Overusing Pushgateway can decrease the performance of metrics shipping and processing due to low cache and oversubscription of memory resources. Prevent overuse by not using Pushgateway for non-batch jobs.
Keep in mind that each key-value pair adds a new time series to your volumes, which can dramatically increase the storage usage by high-cardinality data. Limit the number of key/label pairs applied to your data by not applying labels to information such as email addresses or usernames.
Updating multiple metrics inside inner loops may significantly affect Prometheus’ performance. It’s important to control inner loops by keeping track of the number of metrics updated in the performance-critical parts of your code and, if possible, decrease it.
As you’ve learned in this blog series, Prometheus is an advanced monitoring pipeline suitable for cloud-native applications and a great solution for both machine-centric monitoring on a single server as well as service-oriented monitoring of applications running on platforms like Kubernetes.

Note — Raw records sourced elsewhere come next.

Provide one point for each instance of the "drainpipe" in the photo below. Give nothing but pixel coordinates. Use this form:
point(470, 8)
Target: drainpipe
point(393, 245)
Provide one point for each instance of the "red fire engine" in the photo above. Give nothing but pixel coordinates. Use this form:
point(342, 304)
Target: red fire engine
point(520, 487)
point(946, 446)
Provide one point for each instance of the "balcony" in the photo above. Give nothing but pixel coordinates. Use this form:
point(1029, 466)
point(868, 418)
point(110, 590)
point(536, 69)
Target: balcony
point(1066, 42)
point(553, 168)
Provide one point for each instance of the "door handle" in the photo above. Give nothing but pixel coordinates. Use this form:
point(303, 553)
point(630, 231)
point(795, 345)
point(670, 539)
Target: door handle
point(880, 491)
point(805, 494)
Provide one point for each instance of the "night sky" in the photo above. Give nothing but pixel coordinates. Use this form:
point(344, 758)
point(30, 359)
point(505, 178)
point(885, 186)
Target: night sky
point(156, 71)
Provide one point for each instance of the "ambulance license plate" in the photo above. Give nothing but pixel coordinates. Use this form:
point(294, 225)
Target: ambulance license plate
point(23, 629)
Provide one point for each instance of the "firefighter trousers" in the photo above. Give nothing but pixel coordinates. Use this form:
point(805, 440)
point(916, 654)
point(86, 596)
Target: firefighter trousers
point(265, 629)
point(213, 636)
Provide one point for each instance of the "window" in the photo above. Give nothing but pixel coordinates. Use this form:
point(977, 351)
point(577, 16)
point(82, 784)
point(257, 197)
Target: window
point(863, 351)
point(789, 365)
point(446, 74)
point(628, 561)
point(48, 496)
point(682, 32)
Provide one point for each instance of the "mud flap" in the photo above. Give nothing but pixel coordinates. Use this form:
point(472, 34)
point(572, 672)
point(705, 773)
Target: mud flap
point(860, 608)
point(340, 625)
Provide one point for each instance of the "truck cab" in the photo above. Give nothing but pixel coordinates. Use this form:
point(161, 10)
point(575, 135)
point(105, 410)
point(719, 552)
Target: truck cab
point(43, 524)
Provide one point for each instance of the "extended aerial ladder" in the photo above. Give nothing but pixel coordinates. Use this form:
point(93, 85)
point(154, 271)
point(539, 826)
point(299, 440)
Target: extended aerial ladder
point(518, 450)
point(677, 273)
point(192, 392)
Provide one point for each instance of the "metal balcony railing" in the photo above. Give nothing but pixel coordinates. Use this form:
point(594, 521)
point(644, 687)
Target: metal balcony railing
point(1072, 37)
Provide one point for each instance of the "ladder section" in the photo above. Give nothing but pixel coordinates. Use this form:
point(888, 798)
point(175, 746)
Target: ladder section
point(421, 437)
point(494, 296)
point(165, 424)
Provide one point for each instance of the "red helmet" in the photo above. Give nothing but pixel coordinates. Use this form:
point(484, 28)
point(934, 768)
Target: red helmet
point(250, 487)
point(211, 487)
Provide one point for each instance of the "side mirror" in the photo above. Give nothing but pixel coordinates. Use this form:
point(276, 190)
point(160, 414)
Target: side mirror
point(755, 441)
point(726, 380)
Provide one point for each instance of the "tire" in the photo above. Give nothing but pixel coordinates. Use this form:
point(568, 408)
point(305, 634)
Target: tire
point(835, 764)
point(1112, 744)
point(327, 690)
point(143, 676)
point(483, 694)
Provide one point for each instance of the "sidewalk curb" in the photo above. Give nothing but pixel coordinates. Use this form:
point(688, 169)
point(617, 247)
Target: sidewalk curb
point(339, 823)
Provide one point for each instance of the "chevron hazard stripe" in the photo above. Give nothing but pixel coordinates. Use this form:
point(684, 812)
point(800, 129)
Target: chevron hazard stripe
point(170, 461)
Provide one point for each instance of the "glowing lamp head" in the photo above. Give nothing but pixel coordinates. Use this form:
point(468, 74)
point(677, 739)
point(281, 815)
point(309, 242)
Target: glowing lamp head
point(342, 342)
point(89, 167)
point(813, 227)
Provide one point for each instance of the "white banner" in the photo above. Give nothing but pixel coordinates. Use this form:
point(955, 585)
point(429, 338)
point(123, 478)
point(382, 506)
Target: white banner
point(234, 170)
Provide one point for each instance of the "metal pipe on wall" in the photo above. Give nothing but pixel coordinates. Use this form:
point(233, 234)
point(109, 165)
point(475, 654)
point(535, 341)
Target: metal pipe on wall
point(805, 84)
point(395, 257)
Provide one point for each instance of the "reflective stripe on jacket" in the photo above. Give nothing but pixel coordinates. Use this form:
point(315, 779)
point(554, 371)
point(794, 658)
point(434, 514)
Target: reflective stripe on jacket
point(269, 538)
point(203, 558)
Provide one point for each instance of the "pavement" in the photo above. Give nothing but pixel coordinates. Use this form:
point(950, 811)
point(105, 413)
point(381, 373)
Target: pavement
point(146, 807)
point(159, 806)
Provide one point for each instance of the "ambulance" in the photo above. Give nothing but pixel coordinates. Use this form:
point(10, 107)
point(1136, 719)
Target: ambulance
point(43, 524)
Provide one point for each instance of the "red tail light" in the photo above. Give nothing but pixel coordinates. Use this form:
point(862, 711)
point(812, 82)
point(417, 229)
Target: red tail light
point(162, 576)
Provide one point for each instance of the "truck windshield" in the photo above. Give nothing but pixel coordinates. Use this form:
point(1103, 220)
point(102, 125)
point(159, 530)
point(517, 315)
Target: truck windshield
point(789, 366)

Notwithstanding its complex architecture with multiple connected parts, Prometheus is easy to set up for the most popular metric sources (Kubernetes, InfluxDB, Docker, etc.). Prometheus’ metrics pull model also makes it easy to auto-discover services based on labels and service endpoints. For custom application metrics, Prometheus provides many client libraries that let users convert metrics into a native Prometheus format, plus you get other benefits, such as Pushgateway for batch jobs, Alertmanager for processing cluster events, and various tools for cloud integrations.
Leveraging the power of Prometheus does require sticking to some best administration and configuration practices. Hopefully, the operational tips and best practices discussed in this blog post will help you successfully prepare your Prometheus deployment for production.